4. Materials and Methods

4.1. Design and Subjects

This observational, retrospective, single-center study included 135 patients with HCC treated with orthotopic LT from January 1996 to February 2015 at Hospital Universitario Nuestra Señora de Candelaria (Santa Cruz de Tenerife, Spain). All livers were from brain death donors. The study was approved by the Institutional Review Board. Written informed consent was obtained from the patients or from their family members.

4.2. Variables Recorded

ABO blood type, Child–Pugh score [43], degree of tumor differentiation, sex, infiltration, inside Milan criteria [44] before and after LT, macrovascular invasion, microvascular invasion, multinodular tumor, portal hypertension (determined clinically or by hepatic venous pressure gradient), LT technique, pre-LT treatment, age of liver donor, age of liver recipient, model for end-stage liver disease (MELD) score [45] by hepatic function, serum alpha-fetoprotein (AFP) levels, serum CCCK-18 levels and nodule size were recorded for each patient.

4.3. End-Point

Survival at one year after LT was the end-point of the study.

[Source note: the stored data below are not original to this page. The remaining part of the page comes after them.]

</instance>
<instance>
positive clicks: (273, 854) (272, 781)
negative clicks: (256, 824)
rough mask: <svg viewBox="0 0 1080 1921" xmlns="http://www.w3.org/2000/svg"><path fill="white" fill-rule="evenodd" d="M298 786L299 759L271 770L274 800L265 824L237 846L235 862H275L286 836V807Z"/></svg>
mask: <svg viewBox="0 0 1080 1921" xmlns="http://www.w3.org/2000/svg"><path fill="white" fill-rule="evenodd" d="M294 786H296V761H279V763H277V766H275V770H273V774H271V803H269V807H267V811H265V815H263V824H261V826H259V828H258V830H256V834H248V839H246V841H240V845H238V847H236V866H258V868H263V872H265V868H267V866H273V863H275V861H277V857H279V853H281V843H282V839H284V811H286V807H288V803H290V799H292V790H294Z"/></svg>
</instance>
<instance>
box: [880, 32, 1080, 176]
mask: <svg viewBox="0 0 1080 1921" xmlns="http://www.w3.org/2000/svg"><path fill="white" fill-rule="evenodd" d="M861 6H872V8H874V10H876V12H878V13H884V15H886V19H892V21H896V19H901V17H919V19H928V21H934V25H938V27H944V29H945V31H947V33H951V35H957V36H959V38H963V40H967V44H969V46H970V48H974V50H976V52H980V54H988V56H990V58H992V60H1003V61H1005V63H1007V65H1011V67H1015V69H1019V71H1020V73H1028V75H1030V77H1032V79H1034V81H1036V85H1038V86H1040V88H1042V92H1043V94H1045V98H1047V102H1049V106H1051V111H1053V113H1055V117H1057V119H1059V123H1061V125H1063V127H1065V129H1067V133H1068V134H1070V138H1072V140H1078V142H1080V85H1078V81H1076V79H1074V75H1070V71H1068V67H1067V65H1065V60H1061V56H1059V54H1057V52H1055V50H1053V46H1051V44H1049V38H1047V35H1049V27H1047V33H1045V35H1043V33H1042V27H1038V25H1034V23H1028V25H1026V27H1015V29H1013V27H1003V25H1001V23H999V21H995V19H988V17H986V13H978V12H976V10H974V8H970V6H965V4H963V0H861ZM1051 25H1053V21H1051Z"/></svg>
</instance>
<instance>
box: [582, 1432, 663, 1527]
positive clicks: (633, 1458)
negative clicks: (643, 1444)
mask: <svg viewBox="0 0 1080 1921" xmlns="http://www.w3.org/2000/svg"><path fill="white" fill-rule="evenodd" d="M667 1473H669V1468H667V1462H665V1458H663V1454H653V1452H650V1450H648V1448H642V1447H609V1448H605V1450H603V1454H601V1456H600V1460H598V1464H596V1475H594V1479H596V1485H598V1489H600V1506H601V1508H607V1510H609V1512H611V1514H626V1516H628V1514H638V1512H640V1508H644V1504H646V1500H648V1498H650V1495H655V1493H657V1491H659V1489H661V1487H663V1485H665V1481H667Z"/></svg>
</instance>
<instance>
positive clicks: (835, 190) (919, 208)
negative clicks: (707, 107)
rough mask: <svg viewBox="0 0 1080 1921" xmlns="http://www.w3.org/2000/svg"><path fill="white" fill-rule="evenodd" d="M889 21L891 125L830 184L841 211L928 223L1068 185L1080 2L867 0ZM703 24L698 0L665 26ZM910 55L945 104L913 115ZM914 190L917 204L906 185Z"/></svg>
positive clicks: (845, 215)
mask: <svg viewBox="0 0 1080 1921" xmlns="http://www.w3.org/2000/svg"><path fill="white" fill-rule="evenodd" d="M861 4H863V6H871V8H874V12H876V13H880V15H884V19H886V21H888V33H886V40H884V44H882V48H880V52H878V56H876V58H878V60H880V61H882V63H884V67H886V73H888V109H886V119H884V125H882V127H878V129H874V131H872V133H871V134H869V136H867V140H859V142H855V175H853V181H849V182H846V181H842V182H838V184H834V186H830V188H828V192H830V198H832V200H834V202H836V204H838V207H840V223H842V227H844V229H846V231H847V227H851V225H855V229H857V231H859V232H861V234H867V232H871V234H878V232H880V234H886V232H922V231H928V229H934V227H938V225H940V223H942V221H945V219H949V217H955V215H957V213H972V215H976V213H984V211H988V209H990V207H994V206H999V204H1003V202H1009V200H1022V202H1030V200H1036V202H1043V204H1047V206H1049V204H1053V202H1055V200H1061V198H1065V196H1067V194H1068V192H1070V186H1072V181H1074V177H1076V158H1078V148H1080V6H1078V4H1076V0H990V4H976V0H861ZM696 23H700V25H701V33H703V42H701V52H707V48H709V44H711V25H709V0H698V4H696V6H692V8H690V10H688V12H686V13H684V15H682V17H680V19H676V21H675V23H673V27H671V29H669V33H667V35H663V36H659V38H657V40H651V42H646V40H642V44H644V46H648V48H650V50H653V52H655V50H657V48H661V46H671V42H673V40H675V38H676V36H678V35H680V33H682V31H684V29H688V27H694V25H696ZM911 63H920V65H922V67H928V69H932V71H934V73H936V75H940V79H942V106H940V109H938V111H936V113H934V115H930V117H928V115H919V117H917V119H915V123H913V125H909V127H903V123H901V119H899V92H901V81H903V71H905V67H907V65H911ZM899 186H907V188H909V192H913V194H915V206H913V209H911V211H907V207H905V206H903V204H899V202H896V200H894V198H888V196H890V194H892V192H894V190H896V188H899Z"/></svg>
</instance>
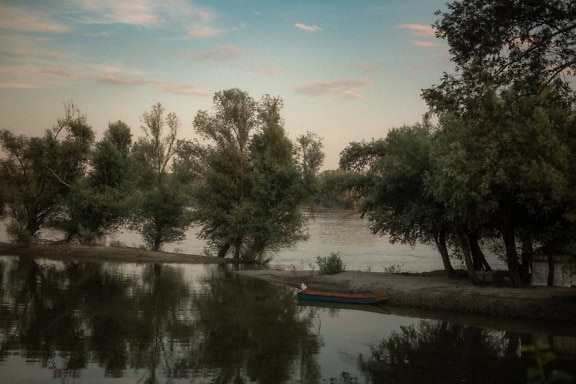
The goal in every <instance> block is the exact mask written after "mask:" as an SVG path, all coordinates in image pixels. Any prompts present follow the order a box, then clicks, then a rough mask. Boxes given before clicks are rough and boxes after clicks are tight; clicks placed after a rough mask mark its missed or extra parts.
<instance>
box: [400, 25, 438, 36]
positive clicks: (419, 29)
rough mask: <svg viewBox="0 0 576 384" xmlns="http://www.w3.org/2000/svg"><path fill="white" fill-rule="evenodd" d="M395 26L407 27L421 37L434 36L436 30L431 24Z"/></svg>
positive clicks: (405, 27) (403, 25)
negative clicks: (433, 27)
mask: <svg viewBox="0 0 576 384" xmlns="http://www.w3.org/2000/svg"><path fill="white" fill-rule="evenodd" d="M396 28H401V29H409V30H411V31H413V32H414V34H415V35H416V36H422V37H435V36H436V33H435V32H436V30H435V29H434V28H433V27H432V26H431V25H422V24H400V25H398V26H397V27H396Z"/></svg>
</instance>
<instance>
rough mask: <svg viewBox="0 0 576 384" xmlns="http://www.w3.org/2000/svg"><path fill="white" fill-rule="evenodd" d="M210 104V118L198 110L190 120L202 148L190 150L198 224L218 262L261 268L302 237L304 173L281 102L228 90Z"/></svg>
mask: <svg viewBox="0 0 576 384" xmlns="http://www.w3.org/2000/svg"><path fill="white" fill-rule="evenodd" d="M213 101H214V111H213V113H212V114H210V113H208V112H207V111H200V112H198V114H197V115H196V118H195V119H194V128H195V129H196V132H197V133H198V134H199V135H200V136H201V137H202V138H203V139H204V143H196V145H197V149H196V150H193V151H189V152H190V153H194V154H195V156H196V155H197V156H198V157H197V159H198V161H199V163H200V164H199V165H198V166H197V167H196V169H198V171H199V172H200V173H201V174H202V178H201V179H202V180H201V183H200V185H199V187H198V189H197V190H196V192H195V194H194V196H195V199H196V202H197V207H196V210H195V220H196V222H197V223H199V225H200V227H201V231H200V236H201V237H202V238H203V239H206V240H208V242H209V244H210V245H211V246H212V247H214V248H216V249H217V252H218V256H220V257H224V256H226V255H227V254H228V252H229V251H232V252H233V253H234V257H235V258H243V259H247V260H257V261H260V262H262V261H263V260H264V254H265V252H266V251H270V250H274V249H277V248H278V247H283V246H287V245H289V244H292V243H294V242H295V241H298V240H300V239H302V238H303V237H304V230H303V223H304V219H303V217H302V216H301V214H300V212H299V211H298V207H299V205H300V204H301V203H302V202H303V199H304V198H305V197H307V195H306V193H305V188H304V187H303V180H304V175H303V174H302V173H301V169H303V168H299V163H298V162H297V160H296V158H295V152H294V149H293V145H292V143H291V142H290V140H288V138H287V137H286V133H285V132H284V129H283V127H282V120H281V118H280V109H281V107H282V101H281V99H279V98H272V97H270V96H264V97H263V98H262V100H261V101H260V102H255V101H254V100H253V99H252V98H251V97H250V96H249V95H248V94H247V93H245V92H243V91H241V90H239V89H230V90H226V91H221V92H218V93H216V94H215V95H214V98H213ZM310 145H311V146H314V145H313V143H310ZM314 166H315V165H312V167H314ZM307 169H309V170H310V169H311V168H307ZM313 175H314V173H313V171H310V173H309V175H308V176H307V177H312V176H313ZM310 181H311V182H312V181H313V180H312V179H310Z"/></svg>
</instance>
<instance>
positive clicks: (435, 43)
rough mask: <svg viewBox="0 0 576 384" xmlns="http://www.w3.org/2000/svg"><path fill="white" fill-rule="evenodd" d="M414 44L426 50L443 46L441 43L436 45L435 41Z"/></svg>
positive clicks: (428, 41)
mask: <svg viewBox="0 0 576 384" xmlns="http://www.w3.org/2000/svg"><path fill="white" fill-rule="evenodd" d="M412 44H414V45H417V46H419V47H424V48H428V47H438V46H440V45H441V44H440V43H435V42H433V41H420V40H412Z"/></svg>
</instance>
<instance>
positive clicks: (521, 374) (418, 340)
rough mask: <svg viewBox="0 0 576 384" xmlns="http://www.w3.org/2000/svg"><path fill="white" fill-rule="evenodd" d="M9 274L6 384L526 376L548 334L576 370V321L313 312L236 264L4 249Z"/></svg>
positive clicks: (566, 363) (515, 378)
mask: <svg viewBox="0 0 576 384" xmlns="http://www.w3.org/2000/svg"><path fill="white" fill-rule="evenodd" d="M0 279H1V280H0V288H1V291H0V292H1V294H0V382H2V383H248V382H255V383H435V382H438V383H523V382H525V372H526V369H527V367H528V366H531V365H533V364H534V363H533V361H532V359H531V358H529V357H528V356H527V355H526V354H525V353H524V352H522V349H521V347H522V346H523V345H529V344H533V343H535V342H536V340H545V341H547V342H548V343H551V344H552V345H553V346H554V347H555V348H556V354H557V357H558V358H559V361H558V363H559V365H558V367H559V368H561V369H563V370H565V371H570V370H572V371H574V367H575V366H576V364H575V363H576V355H575V353H576V348H575V347H576V342H575V340H576V338H574V336H575V335H576V330H575V329H574V327H573V326H571V325H563V326H562V327H557V326H549V327H547V325H546V324H539V325H538V326H537V327H534V324H531V325H530V326H529V327H528V325H529V324H526V323H523V322H517V323H514V324H512V325H507V326H506V327H503V326H502V325H501V324H495V323H493V322H492V323H491V324H492V325H491V326H486V325H485V324H487V323H486V322H483V321H481V319H477V318H476V319H474V320H473V321H469V320H470V319H468V320H465V321H461V320H459V319H454V318H452V319H451V320H445V319H442V317H441V316H437V315H432V316H430V314H418V313H414V312H412V313H409V314H406V313H398V312H397V310H396V309H394V308H386V307H385V306H372V307H358V308H357V309H346V308H335V307H328V308H325V307H316V306H310V305H306V304H305V303H298V300H297V299H296V297H295V295H294V290H293V289H291V288H288V287H283V286H276V285H271V284H268V283H265V282H262V281H258V280H253V279H247V278H242V277H238V276H237V275H235V274H234V273H233V271H232V270H231V267H230V266H225V267H223V266H204V265H177V264H172V265H159V264H129V263H125V264H117V263H83V262H82V263H80V262H71V263H61V262H53V261H47V260H36V261H33V260H26V259H20V258H17V257H10V256H4V257H0ZM367 309H369V311H368V310H367ZM470 324H475V325H470ZM573 374H576V372H573Z"/></svg>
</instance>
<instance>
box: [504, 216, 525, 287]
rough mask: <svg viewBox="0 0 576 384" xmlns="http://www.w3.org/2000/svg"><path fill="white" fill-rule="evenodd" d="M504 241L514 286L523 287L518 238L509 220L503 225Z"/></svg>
mask: <svg viewBox="0 0 576 384" xmlns="http://www.w3.org/2000/svg"><path fill="white" fill-rule="evenodd" d="M502 240H503V241H504V247H505V249H506V263H507V264H508V273H509V274H510V279H511V280H512V284H513V285H514V286H515V287H521V286H522V279H521V278H520V263H519V262H518V251H517V250H516V236H515V235H514V228H513V226H512V225H511V224H510V222H509V220H508V219H507V218H506V219H504V220H503V223H502Z"/></svg>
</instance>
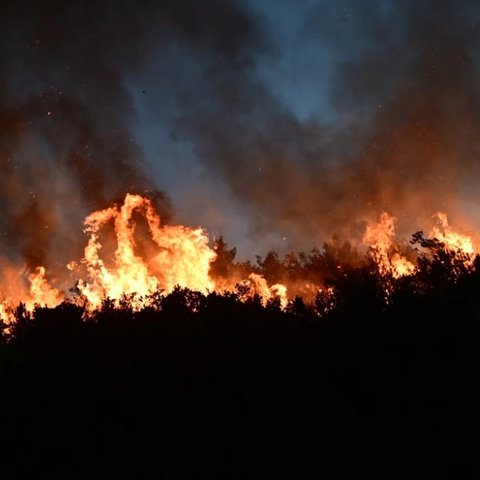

4.4. Serum CCCK-18 Analysis

Serum blood samples were collected approximately 2 h before LT. Serum levels of CCCK-18 were measured using the kit M30 Apoptosense® ELISA, PEVIVA AB (Bromma, Sweden). The intra- and inter-assay coefficients of variation (CV) were <10%. The detection limit was 25 U/L. CCCK-18 levels were determined by laboratory technicians blinded to clinical data, in the Laboratory Department of the Hospital Universitario de Canarias (La Laguna, Tenerife, Spain).

4.5. Statistical Methods

Categorical variables are reported as frequencies and percentages. A chi-square test was used to compare categorical variables between surviving and non-surviving patient groups at one year. Continuous variables are reported as medians and interquartile ranges, and the Mann–Whitney test was used for the comparisons of continuous variables between groups. A receiver operating characteristic (ROC) curve was plotted using serum levels of CCCK-18 as the prognostic variable and survival at one year as the classification variable. We used the Youden J index to select the optimal prognostic serum CCCK-18 cut-off value. Survival analysis was performed with a Kaplan–Meier curve using survival at one year as the dependent variable, and serum levels of CCCK-18 lower/higher than 384 U/L as the independent variable. Binary logistic regression analysis was used to determine the independent contribution of serum levels of CCCL-18 >384 U/L for the prediction of death during the first year of LT, controlling for age of the LT deceased donor. To estimate the clinical impact of the predictor variables, odds ratios and 95% confidence intervals were calculated. We used a Spearman’s rank correlation coefficient to determine the association between continuous variables. Differences with a p-value less than 0.05 were considered statistically significant. The Bonferroni method (p/k) was used to correct for multiple comparisons, where k represents the number of comparisons [46,47,48,49]. We performed statistical analyses using SPSS 17.0 (SPSS Inc., Chicago, IL, USA) and MedCal 15.2.1 (Ostend, Belgium).

5. Conclusions

The new finding of our study was that serum levels of CCCK-18 before LT in patients with HCC could be used as a prognostic biomarker of survival.